Create a Runmode that Splits Sentences Instead of Words

dvfeinblum / lexicount

A (soon-to-be) nlp tool for seeing how obnoxious a writer you are.

MIT License

1 stars 0 forks source link

Create a Runmode that Splits Sentences Instead of Words #12

Open dvfeinblum opened 6 years ago

dvfeinblum commented 6 years ago

Is your feature request related to a problem? Please describe. The meta-purpose of this project is to learn some NLP. Word2Vec is a really nice low-bar-of-entry way of doing that, and vectors for sentences would be a nice place to start.

Describe the solution you'd like Currently, the blog parser sanitizes posts by removing punctuation and then NLTKing the words in the post. We should do something similar but, instead of splitting on spaces, we should split on periods.

Describe alternatives you've considered N/A

Additional context N/A

dvfeinblum commented 6 years ago

Currently, I'm trying to decide where and how to store sentences. One option is to just add them to postgres. Something like

sentence	url	word_count	vector
here's a self-aggrandizing sentence	blag.web/post-1	4	(0.123,0.2431,0.234232,...)
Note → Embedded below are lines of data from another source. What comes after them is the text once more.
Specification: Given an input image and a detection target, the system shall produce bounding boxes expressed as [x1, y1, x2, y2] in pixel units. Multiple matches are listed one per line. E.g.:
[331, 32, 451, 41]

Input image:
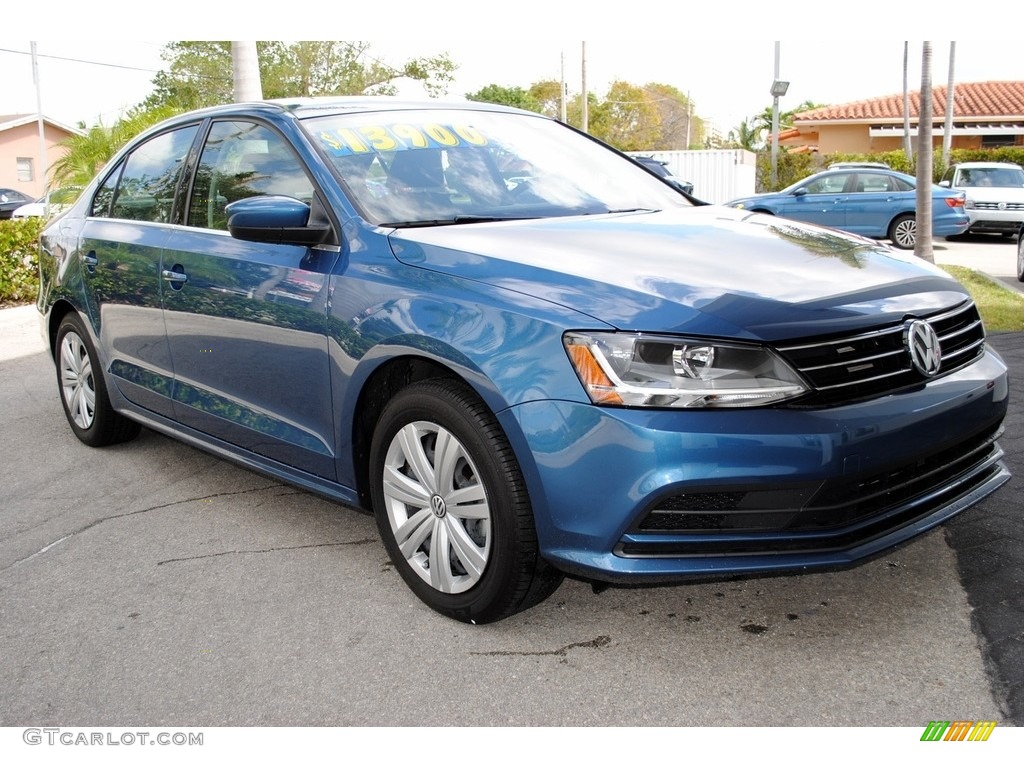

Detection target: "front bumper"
[965, 206, 1024, 233]
[502, 346, 1009, 582]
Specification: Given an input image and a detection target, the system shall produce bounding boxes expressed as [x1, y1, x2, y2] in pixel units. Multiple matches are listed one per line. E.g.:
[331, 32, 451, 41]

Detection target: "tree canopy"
[144, 41, 456, 112]
[465, 79, 704, 152]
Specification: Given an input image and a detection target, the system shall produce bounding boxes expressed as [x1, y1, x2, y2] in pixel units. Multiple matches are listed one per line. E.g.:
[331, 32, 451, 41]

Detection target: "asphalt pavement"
[0, 232, 1020, 729]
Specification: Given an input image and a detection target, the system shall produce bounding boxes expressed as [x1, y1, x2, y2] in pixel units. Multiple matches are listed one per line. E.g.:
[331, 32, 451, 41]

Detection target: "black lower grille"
[626, 422, 1005, 556]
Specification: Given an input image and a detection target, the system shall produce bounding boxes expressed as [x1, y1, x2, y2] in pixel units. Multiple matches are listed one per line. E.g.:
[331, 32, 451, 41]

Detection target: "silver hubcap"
[381, 421, 491, 594]
[893, 218, 916, 247]
[60, 331, 96, 430]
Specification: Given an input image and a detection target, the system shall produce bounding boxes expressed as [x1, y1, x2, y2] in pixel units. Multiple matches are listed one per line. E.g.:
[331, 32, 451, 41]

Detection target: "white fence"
[629, 149, 757, 205]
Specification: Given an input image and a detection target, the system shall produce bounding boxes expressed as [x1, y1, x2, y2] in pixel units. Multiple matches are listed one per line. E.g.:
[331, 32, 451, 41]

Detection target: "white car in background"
[11, 187, 80, 219]
[939, 161, 1024, 237]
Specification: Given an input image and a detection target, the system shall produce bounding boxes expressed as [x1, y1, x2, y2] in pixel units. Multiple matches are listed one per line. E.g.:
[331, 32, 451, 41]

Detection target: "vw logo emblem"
[430, 494, 447, 518]
[905, 320, 942, 376]
[998, 201, 1007, 211]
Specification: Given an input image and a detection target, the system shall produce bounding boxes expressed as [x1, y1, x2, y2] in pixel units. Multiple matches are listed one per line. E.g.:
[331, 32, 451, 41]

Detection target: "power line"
[0, 46, 163, 75]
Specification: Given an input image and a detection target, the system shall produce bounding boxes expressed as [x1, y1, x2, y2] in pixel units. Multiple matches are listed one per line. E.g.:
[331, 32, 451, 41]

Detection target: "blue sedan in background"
[726, 168, 969, 248]
[37, 99, 1008, 623]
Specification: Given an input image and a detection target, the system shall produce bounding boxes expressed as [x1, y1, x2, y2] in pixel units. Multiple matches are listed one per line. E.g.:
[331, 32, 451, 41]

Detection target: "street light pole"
[769, 42, 789, 190]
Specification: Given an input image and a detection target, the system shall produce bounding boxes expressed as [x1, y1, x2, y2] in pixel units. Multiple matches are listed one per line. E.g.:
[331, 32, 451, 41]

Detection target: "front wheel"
[888, 214, 916, 249]
[369, 379, 562, 623]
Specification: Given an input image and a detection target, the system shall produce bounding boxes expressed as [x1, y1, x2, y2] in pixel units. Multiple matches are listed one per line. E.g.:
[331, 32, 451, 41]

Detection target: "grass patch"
[940, 265, 1024, 332]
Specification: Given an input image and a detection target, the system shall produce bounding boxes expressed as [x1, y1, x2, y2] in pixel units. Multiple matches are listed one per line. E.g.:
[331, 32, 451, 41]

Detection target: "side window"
[805, 174, 850, 195]
[189, 121, 315, 231]
[857, 174, 895, 193]
[91, 162, 124, 218]
[107, 126, 198, 223]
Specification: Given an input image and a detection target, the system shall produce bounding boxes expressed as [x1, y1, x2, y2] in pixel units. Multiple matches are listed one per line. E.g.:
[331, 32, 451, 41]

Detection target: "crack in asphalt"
[470, 635, 612, 657]
[156, 538, 377, 565]
[3, 484, 284, 572]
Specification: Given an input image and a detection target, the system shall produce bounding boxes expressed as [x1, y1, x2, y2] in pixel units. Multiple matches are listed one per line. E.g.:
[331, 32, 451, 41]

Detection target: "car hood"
[386, 206, 967, 342]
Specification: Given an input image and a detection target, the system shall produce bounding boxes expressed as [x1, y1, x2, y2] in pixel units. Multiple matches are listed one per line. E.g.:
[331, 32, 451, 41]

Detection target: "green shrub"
[823, 147, 1024, 183]
[0, 218, 44, 305]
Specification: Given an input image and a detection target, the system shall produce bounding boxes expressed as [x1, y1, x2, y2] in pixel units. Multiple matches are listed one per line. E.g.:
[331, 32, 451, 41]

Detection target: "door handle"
[162, 268, 188, 284]
[82, 250, 98, 273]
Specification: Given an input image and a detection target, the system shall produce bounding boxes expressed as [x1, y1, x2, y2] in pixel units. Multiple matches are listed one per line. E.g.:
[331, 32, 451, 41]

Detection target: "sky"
[4, 7, 1024, 136]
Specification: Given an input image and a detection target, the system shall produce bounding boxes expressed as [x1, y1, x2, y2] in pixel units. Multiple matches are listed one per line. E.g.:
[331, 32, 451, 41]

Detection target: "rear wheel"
[369, 379, 562, 623]
[888, 214, 916, 249]
[55, 314, 140, 447]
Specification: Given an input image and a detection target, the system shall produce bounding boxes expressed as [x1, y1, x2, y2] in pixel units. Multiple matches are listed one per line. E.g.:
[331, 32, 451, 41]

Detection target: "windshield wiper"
[380, 215, 540, 228]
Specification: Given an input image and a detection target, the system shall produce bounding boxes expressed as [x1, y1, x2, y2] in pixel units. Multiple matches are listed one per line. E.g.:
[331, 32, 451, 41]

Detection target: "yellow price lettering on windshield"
[452, 124, 487, 145]
[360, 125, 397, 151]
[423, 124, 459, 146]
[337, 129, 369, 153]
[319, 131, 344, 152]
[319, 123, 490, 154]
[391, 124, 429, 148]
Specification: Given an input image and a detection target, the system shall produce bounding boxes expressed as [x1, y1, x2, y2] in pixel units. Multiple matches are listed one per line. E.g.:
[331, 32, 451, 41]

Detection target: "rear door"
[77, 124, 200, 416]
[843, 172, 914, 237]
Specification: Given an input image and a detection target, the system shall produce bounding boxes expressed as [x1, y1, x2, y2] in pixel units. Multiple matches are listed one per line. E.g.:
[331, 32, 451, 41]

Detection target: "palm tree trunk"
[915, 42, 934, 263]
[942, 42, 956, 170]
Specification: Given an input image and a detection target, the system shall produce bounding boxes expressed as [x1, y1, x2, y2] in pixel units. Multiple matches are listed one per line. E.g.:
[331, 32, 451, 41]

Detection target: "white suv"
[939, 161, 1024, 236]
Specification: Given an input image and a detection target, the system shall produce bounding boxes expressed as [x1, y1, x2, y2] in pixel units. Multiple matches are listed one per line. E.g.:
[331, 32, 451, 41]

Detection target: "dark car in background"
[632, 155, 695, 195]
[1, 187, 33, 219]
[37, 98, 1009, 623]
[726, 167, 969, 249]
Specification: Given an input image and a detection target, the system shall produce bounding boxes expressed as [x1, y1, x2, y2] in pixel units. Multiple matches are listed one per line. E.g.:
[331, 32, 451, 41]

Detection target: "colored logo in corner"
[921, 720, 997, 741]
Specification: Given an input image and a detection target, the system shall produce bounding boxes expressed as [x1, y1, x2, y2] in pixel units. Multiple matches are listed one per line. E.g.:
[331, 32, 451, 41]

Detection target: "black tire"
[888, 214, 916, 249]
[369, 379, 562, 623]
[54, 314, 141, 447]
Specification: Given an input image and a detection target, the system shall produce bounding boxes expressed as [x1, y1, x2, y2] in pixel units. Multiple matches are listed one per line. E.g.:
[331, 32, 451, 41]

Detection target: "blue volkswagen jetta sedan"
[726, 167, 970, 249]
[38, 98, 1010, 623]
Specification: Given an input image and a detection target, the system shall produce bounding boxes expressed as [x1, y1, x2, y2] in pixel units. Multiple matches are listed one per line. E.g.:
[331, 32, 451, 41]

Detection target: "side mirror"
[938, 180, 951, 188]
[793, 187, 808, 197]
[226, 195, 330, 246]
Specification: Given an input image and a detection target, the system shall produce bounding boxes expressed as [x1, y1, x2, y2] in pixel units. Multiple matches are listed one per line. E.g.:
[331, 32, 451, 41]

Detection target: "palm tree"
[915, 42, 934, 263]
[942, 42, 956, 169]
[50, 106, 182, 189]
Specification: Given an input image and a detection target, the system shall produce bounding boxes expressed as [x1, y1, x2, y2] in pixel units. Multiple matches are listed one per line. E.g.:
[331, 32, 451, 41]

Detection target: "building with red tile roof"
[781, 81, 1024, 156]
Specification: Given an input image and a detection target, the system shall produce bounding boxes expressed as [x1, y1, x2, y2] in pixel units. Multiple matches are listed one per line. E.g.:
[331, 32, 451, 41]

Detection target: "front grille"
[776, 301, 985, 407]
[974, 201, 1024, 211]
[624, 422, 1004, 557]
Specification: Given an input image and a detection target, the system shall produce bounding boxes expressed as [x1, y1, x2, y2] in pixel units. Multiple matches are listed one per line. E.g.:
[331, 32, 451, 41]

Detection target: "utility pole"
[581, 42, 588, 134]
[560, 51, 567, 123]
[903, 42, 912, 164]
[915, 42, 934, 263]
[31, 43, 49, 206]
[769, 42, 789, 190]
[232, 42, 263, 102]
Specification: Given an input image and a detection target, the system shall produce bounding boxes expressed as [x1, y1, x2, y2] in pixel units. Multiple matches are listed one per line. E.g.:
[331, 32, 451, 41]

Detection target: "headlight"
[964, 198, 976, 209]
[563, 332, 808, 408]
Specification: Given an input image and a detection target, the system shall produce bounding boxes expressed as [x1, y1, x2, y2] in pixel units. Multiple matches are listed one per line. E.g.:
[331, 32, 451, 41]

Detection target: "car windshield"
[958, 167, 1024, 187]
[303, 109, 691, 226]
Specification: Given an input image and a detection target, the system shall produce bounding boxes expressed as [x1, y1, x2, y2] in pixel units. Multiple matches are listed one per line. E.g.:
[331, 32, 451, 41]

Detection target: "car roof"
[950, 161, 1023, 169]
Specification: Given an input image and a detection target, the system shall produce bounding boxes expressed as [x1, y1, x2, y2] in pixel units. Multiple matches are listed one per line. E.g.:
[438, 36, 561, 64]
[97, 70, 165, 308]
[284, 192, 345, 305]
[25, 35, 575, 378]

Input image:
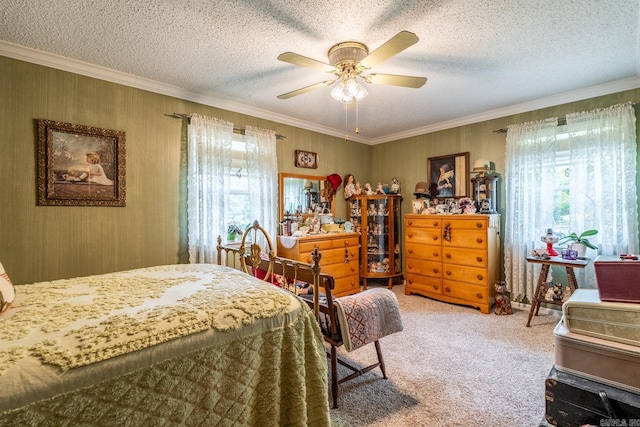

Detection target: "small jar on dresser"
[404, 214, 500, 314]
[277, 232, 360, 297]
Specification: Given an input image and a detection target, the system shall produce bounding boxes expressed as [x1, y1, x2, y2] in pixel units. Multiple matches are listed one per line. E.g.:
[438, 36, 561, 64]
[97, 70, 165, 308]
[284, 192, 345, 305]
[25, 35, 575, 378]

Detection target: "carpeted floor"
[329, 284, 561, 427]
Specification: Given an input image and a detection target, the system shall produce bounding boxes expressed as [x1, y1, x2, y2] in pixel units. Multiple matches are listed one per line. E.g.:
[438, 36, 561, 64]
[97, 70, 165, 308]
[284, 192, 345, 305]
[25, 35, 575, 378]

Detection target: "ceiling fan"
[276, 31, 427, 101]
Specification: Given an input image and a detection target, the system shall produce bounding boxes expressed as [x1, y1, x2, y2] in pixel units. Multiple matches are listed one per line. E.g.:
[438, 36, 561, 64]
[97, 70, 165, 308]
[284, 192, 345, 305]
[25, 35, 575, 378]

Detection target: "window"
[228, 137, 251, 230]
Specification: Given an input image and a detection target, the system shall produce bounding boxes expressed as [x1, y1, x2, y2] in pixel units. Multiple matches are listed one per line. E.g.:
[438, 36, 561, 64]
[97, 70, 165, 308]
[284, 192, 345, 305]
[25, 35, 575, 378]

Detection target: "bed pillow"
[0, 262, 16, 313]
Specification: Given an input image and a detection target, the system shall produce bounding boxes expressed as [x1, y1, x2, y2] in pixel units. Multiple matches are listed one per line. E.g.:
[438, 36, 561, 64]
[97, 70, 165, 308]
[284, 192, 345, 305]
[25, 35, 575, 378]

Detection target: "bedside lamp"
[473, 158, 492, 177]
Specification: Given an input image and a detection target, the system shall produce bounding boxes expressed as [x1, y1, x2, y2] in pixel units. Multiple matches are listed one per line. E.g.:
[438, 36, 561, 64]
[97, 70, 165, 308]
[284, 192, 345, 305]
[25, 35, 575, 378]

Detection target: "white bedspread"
[0, 264, 330, 426]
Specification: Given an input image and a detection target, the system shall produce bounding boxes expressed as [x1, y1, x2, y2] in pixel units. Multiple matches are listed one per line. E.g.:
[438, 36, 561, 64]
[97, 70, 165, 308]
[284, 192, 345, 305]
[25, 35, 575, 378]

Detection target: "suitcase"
[594, 255, 640, 303]
[545, 366, 640, 426]
[563, 289, 640, 347]
[554, 322, 640, 394]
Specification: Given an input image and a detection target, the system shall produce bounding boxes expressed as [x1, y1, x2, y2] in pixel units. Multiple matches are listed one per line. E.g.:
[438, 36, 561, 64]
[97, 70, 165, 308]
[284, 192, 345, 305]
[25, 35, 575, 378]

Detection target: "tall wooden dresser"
[277, 232, 360, 297]
[404, 214, 500, 313]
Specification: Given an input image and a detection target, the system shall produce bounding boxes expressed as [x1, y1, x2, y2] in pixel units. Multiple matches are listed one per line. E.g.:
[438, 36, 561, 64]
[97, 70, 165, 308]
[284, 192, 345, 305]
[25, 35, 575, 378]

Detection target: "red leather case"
[594, 255, 640, 303]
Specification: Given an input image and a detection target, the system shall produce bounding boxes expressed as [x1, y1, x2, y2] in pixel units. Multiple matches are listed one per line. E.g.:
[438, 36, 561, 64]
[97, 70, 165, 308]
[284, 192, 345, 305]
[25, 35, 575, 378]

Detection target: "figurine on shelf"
[376, 182, 385, 194]
[343, 174, 356, 200]
[354, 181, 363, 195]
[390, 177, 400, 194]
[364, 183, 374, 195]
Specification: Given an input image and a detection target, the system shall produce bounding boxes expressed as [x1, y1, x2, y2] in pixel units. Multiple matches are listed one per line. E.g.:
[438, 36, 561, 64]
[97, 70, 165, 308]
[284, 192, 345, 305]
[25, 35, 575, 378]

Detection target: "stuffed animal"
[494, 281, 513, 315]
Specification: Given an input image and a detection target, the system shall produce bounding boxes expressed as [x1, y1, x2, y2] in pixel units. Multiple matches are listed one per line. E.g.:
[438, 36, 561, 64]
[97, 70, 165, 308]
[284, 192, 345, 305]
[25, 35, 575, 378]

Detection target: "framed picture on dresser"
[428, 152, 469, 198]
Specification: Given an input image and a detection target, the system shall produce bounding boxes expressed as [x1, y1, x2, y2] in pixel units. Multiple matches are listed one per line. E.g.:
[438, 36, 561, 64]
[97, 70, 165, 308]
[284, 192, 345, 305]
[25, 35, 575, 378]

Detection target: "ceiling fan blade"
[277, 80, 336, 99]
[366, 73, 427, 88]
[360, 31, 419, 69]
[277, 52, 335, 72]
dvfeinblum commented 6 years ago

Oooh; also, one nice thing about the word tokenizer I already wrote is that we can throw out words that don't mean much. Glancing at the word_details table, we can probably toss words with the following part_of_speech:

DT
TO
CC
PRP
IN
PRP$

dvfeinblum commented 6 years ago

Leaving this issue open because the last comment still needs to be implemented!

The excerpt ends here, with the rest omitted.